ブルトカンは、いつも私が医療用の手袋なしでブルトカンに触ろうとするとどんなに苦しんで痛がっていても
「チャラカ、手袋、手袋して」
って私への感染をすごく気にかけてくれて。
トルナシもそうでした。
トルナシも口のまわりの損傷もひどかったため言葉を出すときに痛みがあったのに、
でもいつも「チャラカ 手袋して。 チャラカにうつっちゃう」って言って。
手袋がなくなってしまって遠くの病棟にあるときでも私が手袋、持ってくるの待っていてくれていました。
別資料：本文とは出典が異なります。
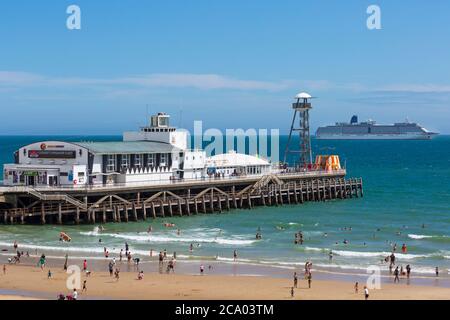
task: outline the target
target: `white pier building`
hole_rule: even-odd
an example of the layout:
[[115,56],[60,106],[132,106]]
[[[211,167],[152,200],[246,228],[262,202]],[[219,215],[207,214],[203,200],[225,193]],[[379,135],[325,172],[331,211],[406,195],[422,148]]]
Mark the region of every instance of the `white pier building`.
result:
[[186,131],[169,125],[158,113],[150,125],[125,132],[118,142],[41,141],[15,152],[5,164],[6,186],[101,186],[172,183],[180,180],[264,175],[271,164],[261,158],[230,152],[207,157],[187,148]]

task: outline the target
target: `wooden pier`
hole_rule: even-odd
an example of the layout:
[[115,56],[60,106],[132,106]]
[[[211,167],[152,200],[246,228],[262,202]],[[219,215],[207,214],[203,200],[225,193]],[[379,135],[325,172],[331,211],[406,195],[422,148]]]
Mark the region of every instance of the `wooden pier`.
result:
[[362,196],[362,179],[346,179],[345,173],[267,175],[134,187],[46,190],[4,187],[0,190],[0,203],[3,202],[0,222],[119,223]]

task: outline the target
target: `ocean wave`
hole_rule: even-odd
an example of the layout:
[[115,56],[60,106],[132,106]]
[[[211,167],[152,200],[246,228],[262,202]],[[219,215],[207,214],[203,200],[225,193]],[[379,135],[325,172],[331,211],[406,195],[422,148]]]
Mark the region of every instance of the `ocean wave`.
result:
[[[345,251],[345,250],[333,250],[333,253],[342,257],[387,257],[390,256],[391,252],[367,252],[367,251]],[[410,253],[394,253],[395,257],[398,259],[411,260],[417,258],[427,258],[432,256],[432,254],[410,254]]]
[[408,234],[408,237],[414,240],[421,239],[433,239],[433,240],[450,240],[449,236],[437,236],[437,235],[423,235],[423,234]]
[[[89,232],[80,232],[81,235],[86,236],[98,236],[99,234],[95,234],[93,231]],[[198,234],[194,237],[180,237],[180,236],[168,236],[168,235],[155,235],[149,234],[147,232],[140,232],[137,234],[129,234],[129,233],[102,233],[101,236],[119,238],[124,240],[136,241],[136,242],[159,242],[159,243],[170,243],[170,242],[186,242],[186,243],[217,243],[222,245],[235,245],[235,246],[247,246],[255,243],[260,240],[249,240],[243,239],[242,237],[235,238],[207,238],[202,237],[201,234]]]
[[408,237],[411,239],[426,239],[426,238],[433,238],[433,236],[426,236],[423,234],[408,234]]

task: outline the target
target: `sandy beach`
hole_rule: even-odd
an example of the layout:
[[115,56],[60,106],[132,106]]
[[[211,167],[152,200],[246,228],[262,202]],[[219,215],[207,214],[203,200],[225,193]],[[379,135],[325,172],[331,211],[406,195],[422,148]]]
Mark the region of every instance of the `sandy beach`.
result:
[[[24,265],[8,265],[6,274],[0,275],[0,288],[9,292],[27,292],[27,296],[3,295],[1,299],[56,299],[57,294],[68,294],[67,274],[61,269],[47,270]],[[313,280],[312,288],[299,279],[294,298],[290,296],[292,281],[260,276],[186,275],[146,273],[143,280],[135,272],[122,272],[116,281],[106,272],[84,274],[87,292],[80,299],[345,299],[363,300],[363,284],[355,293],[353,283],[347,281]],[[449,299],[450,288],[401,284],[382,284],[371,290],[370,299]]]

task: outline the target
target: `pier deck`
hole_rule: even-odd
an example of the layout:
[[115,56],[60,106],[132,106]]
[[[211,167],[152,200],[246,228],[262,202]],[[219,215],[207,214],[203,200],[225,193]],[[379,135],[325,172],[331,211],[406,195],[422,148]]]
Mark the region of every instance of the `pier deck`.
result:
[[0,221],[106,223],[363,196],[345,170],[89,187],[0,187]]

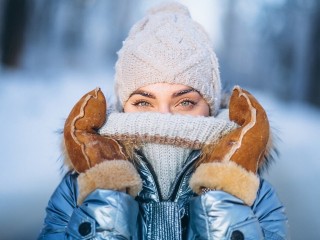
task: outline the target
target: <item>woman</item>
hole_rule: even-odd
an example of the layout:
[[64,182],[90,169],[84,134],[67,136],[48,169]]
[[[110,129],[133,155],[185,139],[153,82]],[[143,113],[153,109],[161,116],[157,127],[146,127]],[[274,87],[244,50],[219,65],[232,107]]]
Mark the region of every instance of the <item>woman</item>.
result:
[[259,176],[265,111],[239,87],[221,109],[216,56],[184,6],[160,6],[133,26],[116,94],[121,110],[107,120],[100,89],[66,120],[70,171],[39,239],[287,238],[284,208]]

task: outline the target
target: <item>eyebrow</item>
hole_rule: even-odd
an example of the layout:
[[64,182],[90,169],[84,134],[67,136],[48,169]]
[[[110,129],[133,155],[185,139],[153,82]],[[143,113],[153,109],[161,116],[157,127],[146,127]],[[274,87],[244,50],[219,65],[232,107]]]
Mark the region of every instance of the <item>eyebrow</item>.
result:
[[[198,90],[194,89],[194,88],[187,88],[187,89],[183,89],[183,90],[180,90],[180,91],[177,91],[175,93],[172,94],[172,97],[180,97],[184,94],[187,94],[187,93],[190,93],[190,92],[197,92],[199,93]],[[199,93],[200,94],[200,93]],[[147,97],[147,98],[152,98],[152,99],[156,99],[156,97],[150,93],[150,92],[147,92],[147,91],[143,91],[143,90],[136,90],[134,91],[133,93],[130,94],[129,98],[132,97],[133,95],[141,95],[143,97]],[[201,94],[200,94],[201,95]]]
[[[188,88],[188,89],[183,89],[183,90],[181,90],[181,91],[178,91],[178,92],[172,94],[172,96],[173,96],[173,97],[180,97],[180,96],[182,96],[182,95],[184,95],[184,94],[187,94],[187,93],[189,93],[189,92],[197,92],[197,93],[199,93],[199,91],[197,91],[197,90],[194,89],[194,88]],[[200,93],[199,93],[199,94],[200,94]]]
[[130,94],[129,98],[132,97],[133,95],[141,95],[143,97],[147,97],[147,98],[152,98],[152,99],[155,99],[156,97],[154,95],[152,95],[151,93],[149,92],[146,92],[146,91],[142,91],[142,90],[136,90],[134,91],[133,93]]

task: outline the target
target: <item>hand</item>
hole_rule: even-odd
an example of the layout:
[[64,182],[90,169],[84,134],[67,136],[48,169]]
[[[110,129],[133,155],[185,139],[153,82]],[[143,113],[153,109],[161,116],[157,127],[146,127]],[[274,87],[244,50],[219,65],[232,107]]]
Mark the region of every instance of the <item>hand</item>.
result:
[[203,188],[223,190],[252,205],[259,188],[257,171],[268,146],[269,121],[258,101],[238,86],[230,99],[229,118],[240,127],[203,149],[190,185],[196,193]]
[[96,188],[128,191],[135,196],[141,180],[124,148],[97,130],[106,121],[107,103],[96,88],[85,94],[71,110],[64,125],[64,145],[71,167],[78,177],[78,203]]

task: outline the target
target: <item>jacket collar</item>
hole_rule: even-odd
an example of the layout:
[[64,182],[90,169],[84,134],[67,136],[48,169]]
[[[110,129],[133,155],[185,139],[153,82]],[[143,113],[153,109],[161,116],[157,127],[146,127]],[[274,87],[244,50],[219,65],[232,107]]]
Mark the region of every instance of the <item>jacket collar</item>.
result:
[[200,150],[192,151],[189,157],[186,159],[184,166],[179,171],[176,180],[171,186],[168,199],[163,199],[157,176],[155,175],[155,172],[153,171],[153,168],[148,160],[139,151],[137,152],[137,155],[137,170],[143,181],[142,191],[139,193],[138,198],[142,200],[142,202],[175,201],[179,198],[180,195],[186,194],[186,192],[191,191],[191,189],[189,188],[189,178],[194,170],[193,166],[200,156]]

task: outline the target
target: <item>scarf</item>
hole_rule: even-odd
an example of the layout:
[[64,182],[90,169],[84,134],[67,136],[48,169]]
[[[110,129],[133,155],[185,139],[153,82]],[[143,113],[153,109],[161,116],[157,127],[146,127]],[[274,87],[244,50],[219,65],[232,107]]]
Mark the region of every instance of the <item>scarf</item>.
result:
[[228,110],[221,111],[217,117],[113,112],[99,133],[130,142],[140,149],[151,164],[166,199],[190,152],[215,143],[236,127],[237,124],[228,119]]

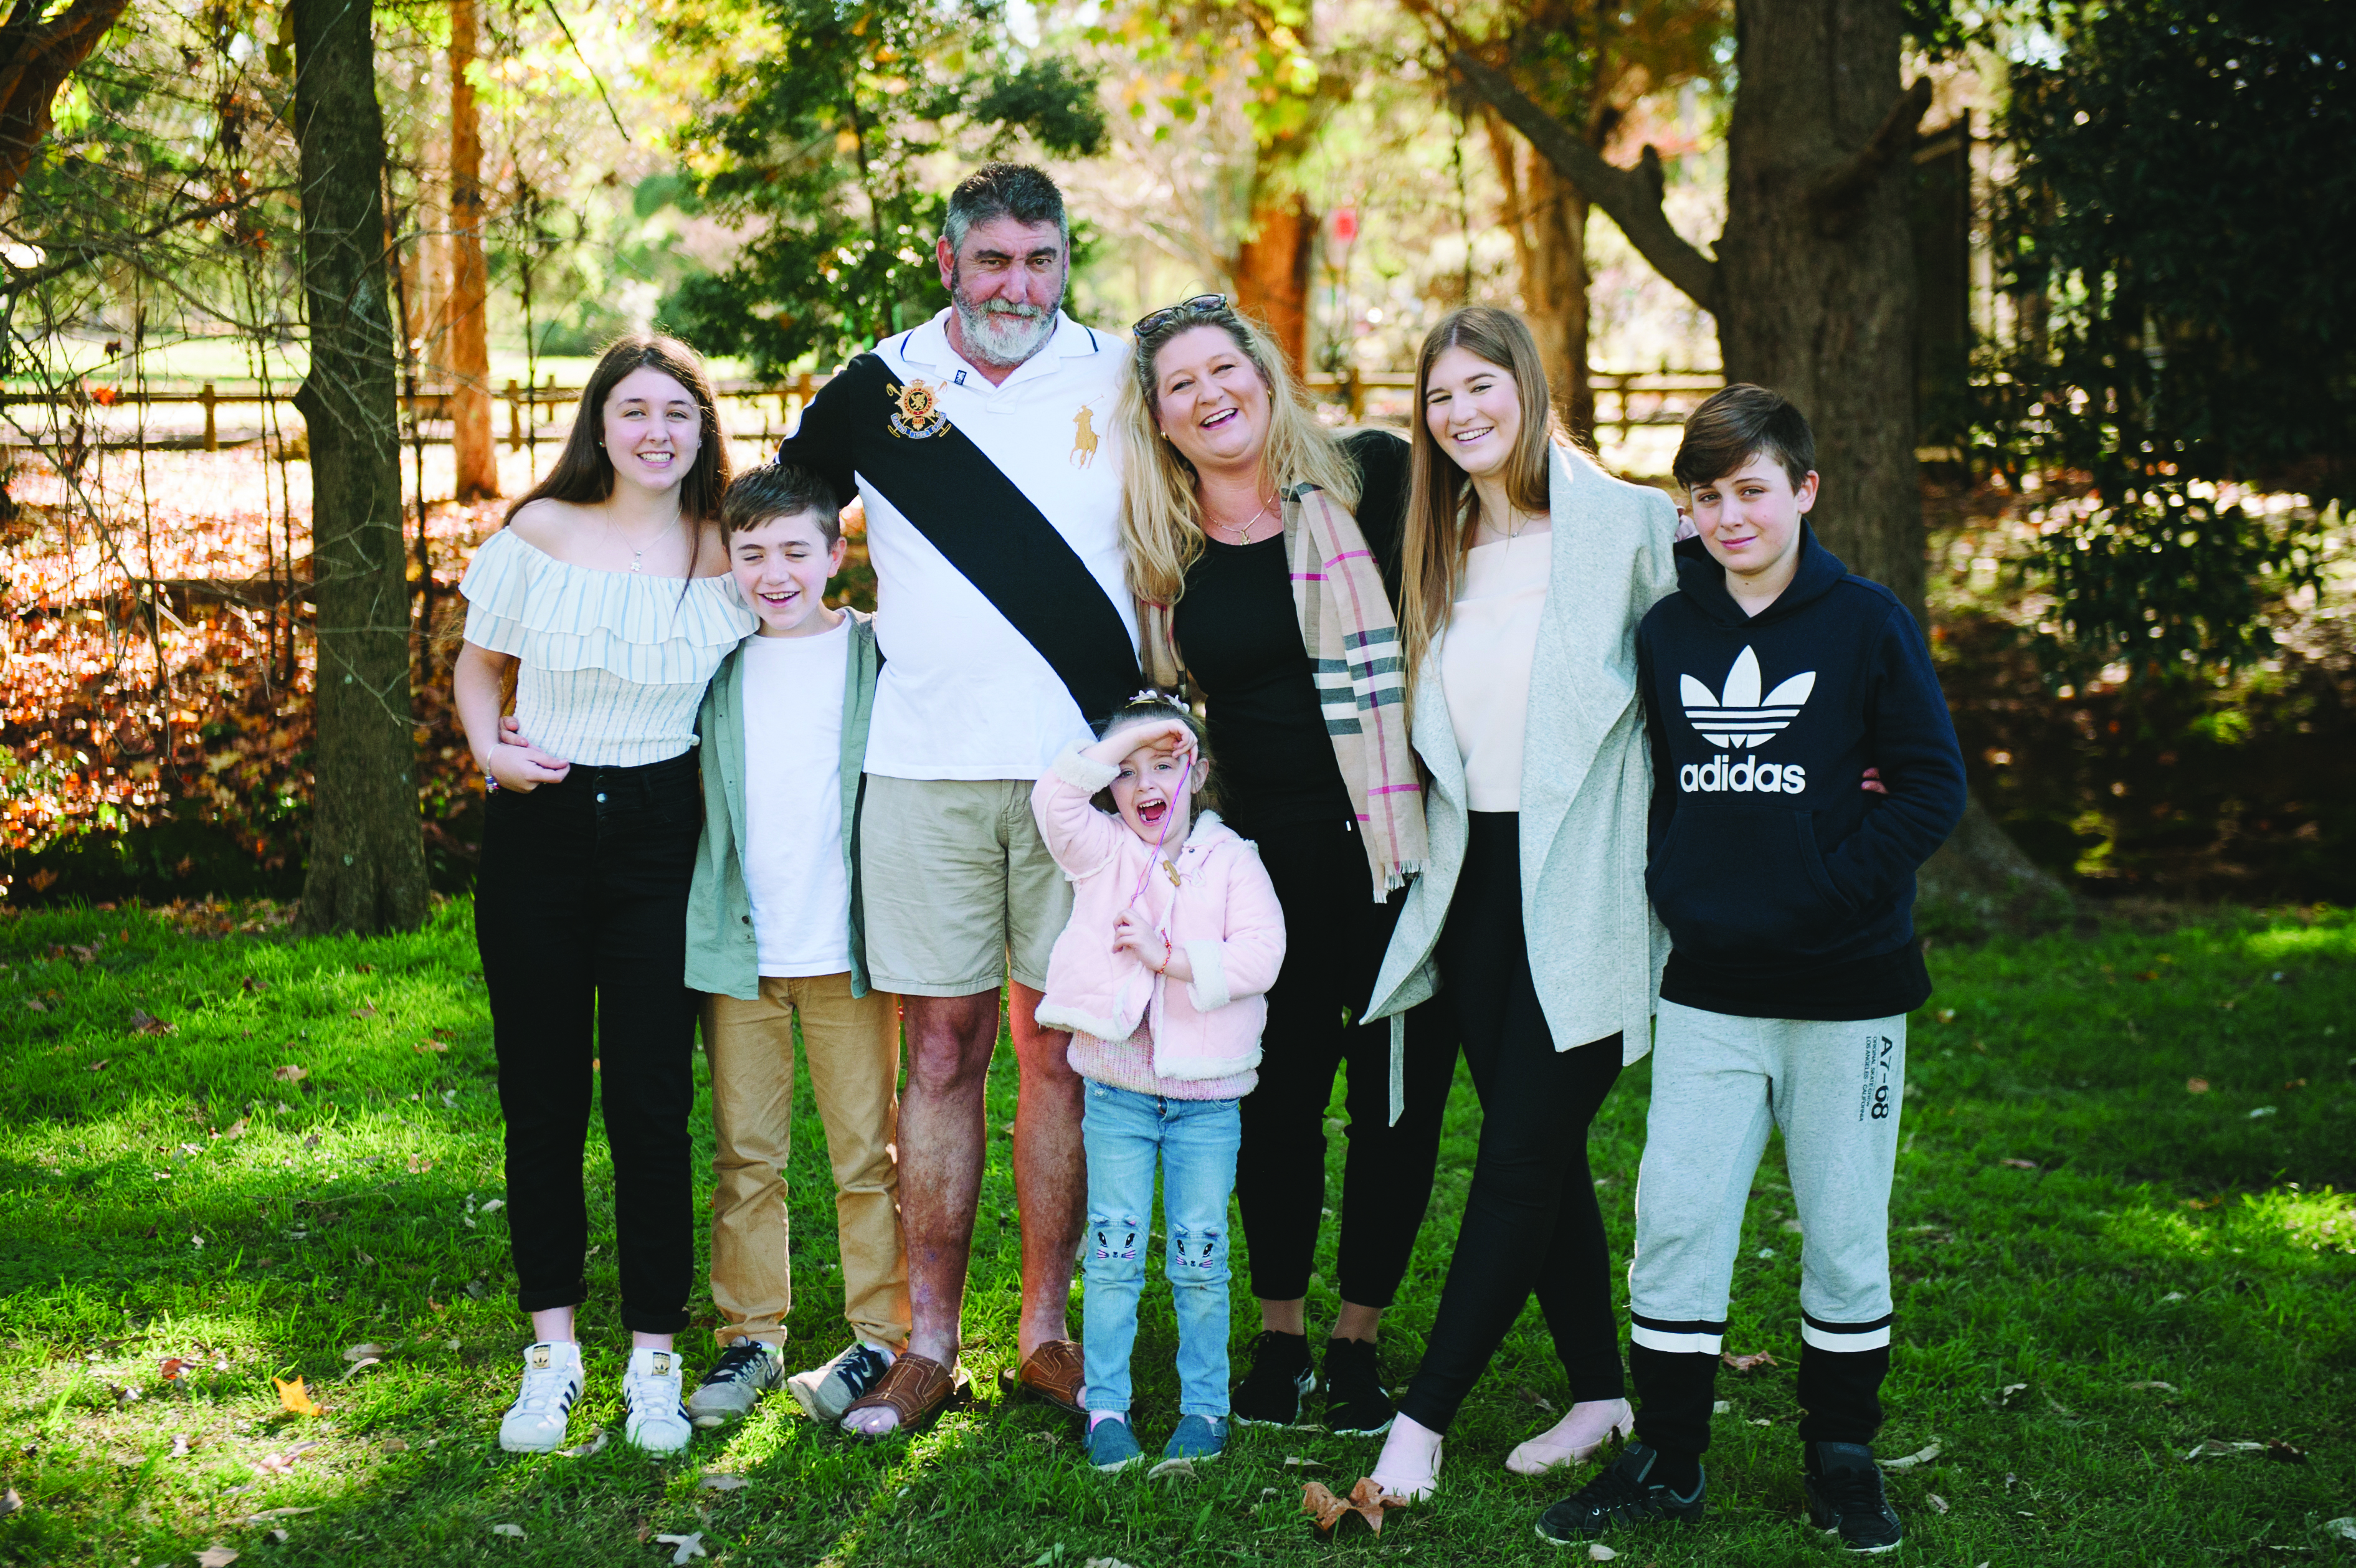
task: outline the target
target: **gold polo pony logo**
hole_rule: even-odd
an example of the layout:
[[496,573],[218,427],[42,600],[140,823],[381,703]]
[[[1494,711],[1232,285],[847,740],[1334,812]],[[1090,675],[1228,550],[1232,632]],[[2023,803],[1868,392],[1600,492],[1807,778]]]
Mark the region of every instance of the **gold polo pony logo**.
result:
[[892,401],[897,406],[892,415],[892,433],[911,441],[927,441],[949,427],[948,415],[941,412],[941,394],[937,387],[922,381],[909,381],[894,389]]
[[1085,468],[1097,460],[1096,413],[1087,403],[1072,415],[1072,467]]

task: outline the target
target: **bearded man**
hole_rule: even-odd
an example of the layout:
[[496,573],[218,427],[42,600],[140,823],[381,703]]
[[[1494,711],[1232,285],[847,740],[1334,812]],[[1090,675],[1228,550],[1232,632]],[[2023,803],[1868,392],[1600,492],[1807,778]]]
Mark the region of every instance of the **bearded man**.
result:
[[1069,1036],[1037,1017],[1072,895],[1031,789],[1140,684],[1112,418],[1128,344],[1063,313],[1063,194],[1024,165],[978,169],[936,252],[949,308],[853,360],[777,452],[864,503],[884,658],[853,908],[873,985],[905,998],[914,1328],[880,1380],[835,1391],[858,1394],[842,1425],[867,1437],[917,1430],[956,1397],[1001,981],[1021,1090],[1017,1379],[1081,1408],[1066,1313],[1087,1220],[1081,1082]]

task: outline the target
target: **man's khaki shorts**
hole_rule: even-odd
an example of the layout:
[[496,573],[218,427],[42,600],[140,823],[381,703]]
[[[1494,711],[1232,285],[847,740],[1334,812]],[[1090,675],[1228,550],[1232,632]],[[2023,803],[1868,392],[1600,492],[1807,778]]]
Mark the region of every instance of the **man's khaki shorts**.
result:
[[971,996],[1011,972],[1046,989],[1072,885],[1039,838],[1031,783],[867,776],[859,878],[870,985]]

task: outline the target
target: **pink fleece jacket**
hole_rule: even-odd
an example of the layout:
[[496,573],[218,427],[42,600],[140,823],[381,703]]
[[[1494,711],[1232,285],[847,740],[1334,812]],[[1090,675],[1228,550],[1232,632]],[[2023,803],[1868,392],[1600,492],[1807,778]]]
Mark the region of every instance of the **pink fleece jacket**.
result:
[[[1072,884],[1072,918],[1047,960],[1039,1022],[1104,1041],[1151,1025],[1153,1071],[1177,1079],[1227,1078],[1259,1065],[1268,988],[1284,962],[1284,909],[1250,841],[1205,811],[1167,866],[1127,822],[1089,804],[1119,772],[1076,745],[1031,791],[1047,852]],[[1141,884],[1142,886],[1141,887]],[[1194,971],[1188,984],[1116,951],[1113,923],[1130,907]]]

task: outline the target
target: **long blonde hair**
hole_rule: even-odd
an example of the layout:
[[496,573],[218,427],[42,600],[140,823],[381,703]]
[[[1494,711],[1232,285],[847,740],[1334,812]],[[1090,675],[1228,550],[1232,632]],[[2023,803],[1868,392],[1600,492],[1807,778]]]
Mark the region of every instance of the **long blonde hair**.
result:
[[1186,568],[1203,553],[1202,503],[1194,465],[1162,438],[1155,418],[1153,361],[1163,345],[1197,327],[1215,327],[1259,372],[1268,388],[1268,444],[1260,468],[1280,490],[1314,485],[1345,511],[1358,507],[1358,473],[1342,444],[1317,423],[1317,411],[1267,332],[1233,309],[1182,316],[1141,334],[1130,357],[1117,418],[1123,438],[1120,536],[1129,552],[1130,591],[1151,605],[1174,605],[1186,591]]
[[1464,558],[1481,521],[1481,499],[1472,476],[1440,448],[1424,416],[1431,367],[1451,349],[1462,349],[1514,378],[1521,394],[1522,428],[1505,460],[1505,496],[1523,511],[1547,510],[1550,449],[1572,445],[1555,417],[1547,390],[1546,367],[1537,339],[1510,310],[1468,305],[1440,318],[1423,340],[1415,361],[1414,443],[1408,461],[1407,525],[1400,540],[1399,640],[1407,661],[1409,701],[1424,655],[1448,625],[1456,592],[1464,581]]

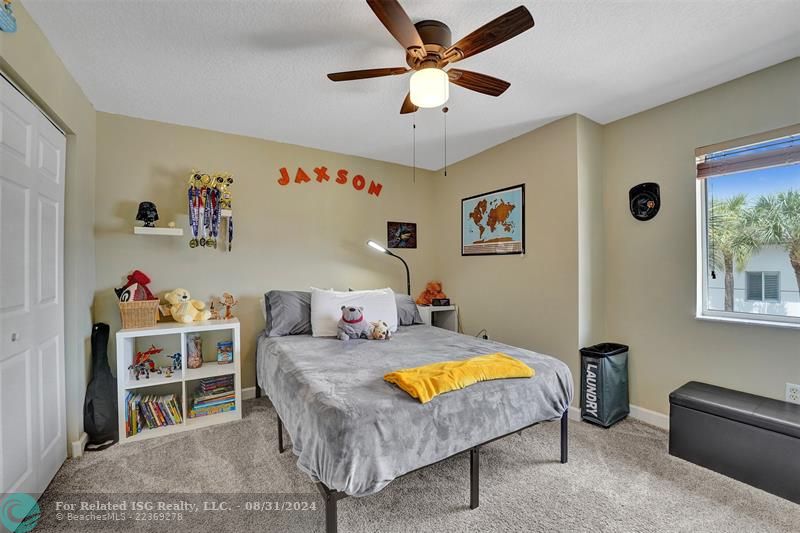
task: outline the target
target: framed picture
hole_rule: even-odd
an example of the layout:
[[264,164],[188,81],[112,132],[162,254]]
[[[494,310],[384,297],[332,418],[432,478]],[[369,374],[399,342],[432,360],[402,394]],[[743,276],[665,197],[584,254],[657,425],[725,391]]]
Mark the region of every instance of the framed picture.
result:
[[525,253],[525,184],[461,200],[461,255]]
[[389,248],[416,248],[416,222],[387,222],[386,243]]

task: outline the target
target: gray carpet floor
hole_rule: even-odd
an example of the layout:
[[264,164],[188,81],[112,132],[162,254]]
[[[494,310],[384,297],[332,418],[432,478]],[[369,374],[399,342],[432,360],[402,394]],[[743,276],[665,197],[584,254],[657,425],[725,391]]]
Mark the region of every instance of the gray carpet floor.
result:
[[[36,531],[323,531],[319,493],[291,451],[277,453],[271,405],[256,399],[244,407],[240,422],[67,461],[42,497]],[[608,430],[571,421],[569,463],[558,456],[558,423],[541,424],[483,448],[478,509],[469,510],[469,457],[462,454],[374,496],[341,500],[339,531],[800,531],[800,506],[671,457],[666,432],[635,420]],[[131,501],[224,499],[240,508],[171,523],[55,517],[58,501],[113,499],[109,493]],[[317,509],[253,512],[242,503],[275,499]]]

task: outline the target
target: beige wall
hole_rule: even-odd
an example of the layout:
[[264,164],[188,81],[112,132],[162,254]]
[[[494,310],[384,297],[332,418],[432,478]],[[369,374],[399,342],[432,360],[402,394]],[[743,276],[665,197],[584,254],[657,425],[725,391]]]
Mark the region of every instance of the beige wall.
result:
[[[106,113],[97,114],[95,317],[119,326],[113,287],[138,268],[151,288],[188,289],[208,301],[229,291],[240,299],[243,386],[255,385],[255,340],[264,327],[263,293],[270,289],[391,286],[405,291],[396,259],[365,246],[386,240],[386,221],[419,224],[416,250],[398,252],[409,263],[414,292],[434,274],[434,211],[430,173],[299,146],[216,133]],[[328,183],[278,185],[279,169],[297,166],[314,178],[328,167]],[[186,188],[193,167],[234,175],[235,238],[231,253],[189,249]],[[379,197],[333,182],[346,168],[383,184]],[[160,223],[177,220],[184,237],[133,235],[139,201],[158,206]]]
[[581,115],[576,120],[578,344],[590,346],[603,340],[606,325],[603,127]]
[[[435,178],[438,272],[462,328],[578,368],[577,116],[451,165]],[[524,256],[461,256],[461,199],[525,184]]]
[[64,305],[67,438],[83,432],[94,287],[95,111],[39,27],[14,3],[16,33],[0,32],[0,70],[67,135]]
[[[800,122],[800,59],[605,127],[607,336],[631,346],[631,401],[668,412],[689,380],[783,398],[800,380],[800,332],[698,321],[694,149]],[[628,189],[661,185],[637,222]]]

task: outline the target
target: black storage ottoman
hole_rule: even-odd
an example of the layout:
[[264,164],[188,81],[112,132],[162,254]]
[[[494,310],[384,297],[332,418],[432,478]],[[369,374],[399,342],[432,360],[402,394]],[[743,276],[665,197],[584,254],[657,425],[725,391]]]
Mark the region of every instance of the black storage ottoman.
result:
[[697,381],[669,403],[671,455],[800,503],[800,405]]

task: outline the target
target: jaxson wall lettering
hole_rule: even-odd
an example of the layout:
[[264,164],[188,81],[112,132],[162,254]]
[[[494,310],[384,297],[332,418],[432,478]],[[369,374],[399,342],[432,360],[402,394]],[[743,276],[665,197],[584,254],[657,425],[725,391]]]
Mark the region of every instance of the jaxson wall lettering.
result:
[[332,171],[328,171],[328,167],[316,167],[312,173],[312,177],[305,170],[303,170],[303,167],[297,167],[297,172],[294,174],[294,179],[292,179],[292,176],[289,174],[289,170],[286,167],[281,167],[280,173],[281,177],[278,178],[278,185],[284,187],[292,182],[303,184],[310,183],[311,181],[323,183],[333,180],[339,185],[347,185],[349,182],[353,189],[357,191],[366,190],[366,193],[372,196],[380,196],[381,190],[383,189],[383,184],[373,180],[369,180],[369,185],[367,185],[367,178],[361,174],[356,174],[351,178],[349,176],[350,172],[344,168],[340,168],[333,173]]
他の患者さんも自分の損傷部分からでている臭いを気にして、
「チャラカマスクして、私、臭くてごめんね…」って。
そんな時いつも、
「臭くないよー。私の頭のが臭いんだよーこんなに長いくせにしばらく洗ってないもん」
って冗談ぽく言ったりしてました。
ブルトカンは、たくさん痛みに耐えてがんばっていましたが、数日後、静かに息をひきとりました。
亡くなった後のことは、やっぱりわかりませんが、天国があったとしても、来世があったとしてもいつもいつも思うことですが、
たくさんたくさん苦しんで、悲しい思いもたくさんした分、どうかこの子たちがたくさん笑顔で幸せでありますようにって思うばかりです。